The U.K. Competition and Markets Authority says the proposed acquisition of mobile cell tower company CK Hutchison Networks Europe Investments by Cellnex UK Limited would be anti-competitive.
It is easy to see why the CMA is concerned: Cellnex in the United Kingdom already has 80 percent to 90 percent ownership of existing macrocelll tower sites, with coverage of 90 percent to 100 percent of the population.
To be sure, the proposed transaction involves a wide number of countries in Europe, not just in the United Kingdom. And definitions matter. By some estimates, independent tower companies have between 75 percent and 100 percent control of the market.
The caveat is that telcos often own equity in the “independent tower companies.” The assets are moved from direct operations and fully-consolidated ownership, getting towers “off the books.” But telcos often retain investment stakes in the spun-out entities.
The CMA concern is that the larger deal would result in a near monopoly of macrocell tower sites in the United Kingdom, at least of tower company providers.
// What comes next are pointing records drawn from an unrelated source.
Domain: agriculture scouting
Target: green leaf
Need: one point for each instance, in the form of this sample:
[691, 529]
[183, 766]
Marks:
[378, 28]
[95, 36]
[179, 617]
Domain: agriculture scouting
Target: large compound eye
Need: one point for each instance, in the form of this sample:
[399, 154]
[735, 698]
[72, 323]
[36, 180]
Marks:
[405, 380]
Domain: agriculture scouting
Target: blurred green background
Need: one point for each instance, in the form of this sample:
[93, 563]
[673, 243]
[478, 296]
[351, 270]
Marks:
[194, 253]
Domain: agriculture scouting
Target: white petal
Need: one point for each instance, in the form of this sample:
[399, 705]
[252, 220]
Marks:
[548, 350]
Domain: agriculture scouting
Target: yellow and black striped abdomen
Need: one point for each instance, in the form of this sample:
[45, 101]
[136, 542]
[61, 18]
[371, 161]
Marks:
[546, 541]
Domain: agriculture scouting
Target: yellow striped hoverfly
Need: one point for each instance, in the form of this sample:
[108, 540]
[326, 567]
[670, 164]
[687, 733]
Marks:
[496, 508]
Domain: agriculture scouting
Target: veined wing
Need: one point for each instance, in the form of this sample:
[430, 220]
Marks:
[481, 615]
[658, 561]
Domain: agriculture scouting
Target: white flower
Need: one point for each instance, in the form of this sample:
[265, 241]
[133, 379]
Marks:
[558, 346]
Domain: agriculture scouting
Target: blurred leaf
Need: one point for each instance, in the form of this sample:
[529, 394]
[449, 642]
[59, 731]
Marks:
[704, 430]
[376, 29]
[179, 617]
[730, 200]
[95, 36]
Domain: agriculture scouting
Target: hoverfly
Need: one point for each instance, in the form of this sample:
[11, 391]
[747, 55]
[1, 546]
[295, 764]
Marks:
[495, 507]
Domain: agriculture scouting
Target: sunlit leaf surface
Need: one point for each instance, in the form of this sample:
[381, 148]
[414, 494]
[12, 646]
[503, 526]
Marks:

The only other supplier with a similar presence is Cornerstone Telecommunications Infrastructure (CTIL), a joint venture between O2 and Vodafone, some would note.
BT, for example, concurs with the CMA market share analysis.
Without some asset spinoffs, Cellnet is going to face regulator opposition to the deal, as Cellnet would have overwhelming market share in the United Kingdom, in line with the CMA estimates.
As with other complicated deals, one way to satisfy regulators would be for Cellnet to spin off or sell some of the U.K. towers to another tower company, to reduce total U.K. market share.
By some other analyses, mobile operators have become dependent on third party supply of macrocell capacity. In the United Kingdom, Ireland, Italy Portugal and the United Kingdom, mobile operators no longer directly own their tower assets.
That makes a near-monopoly by Cellnet worrisome.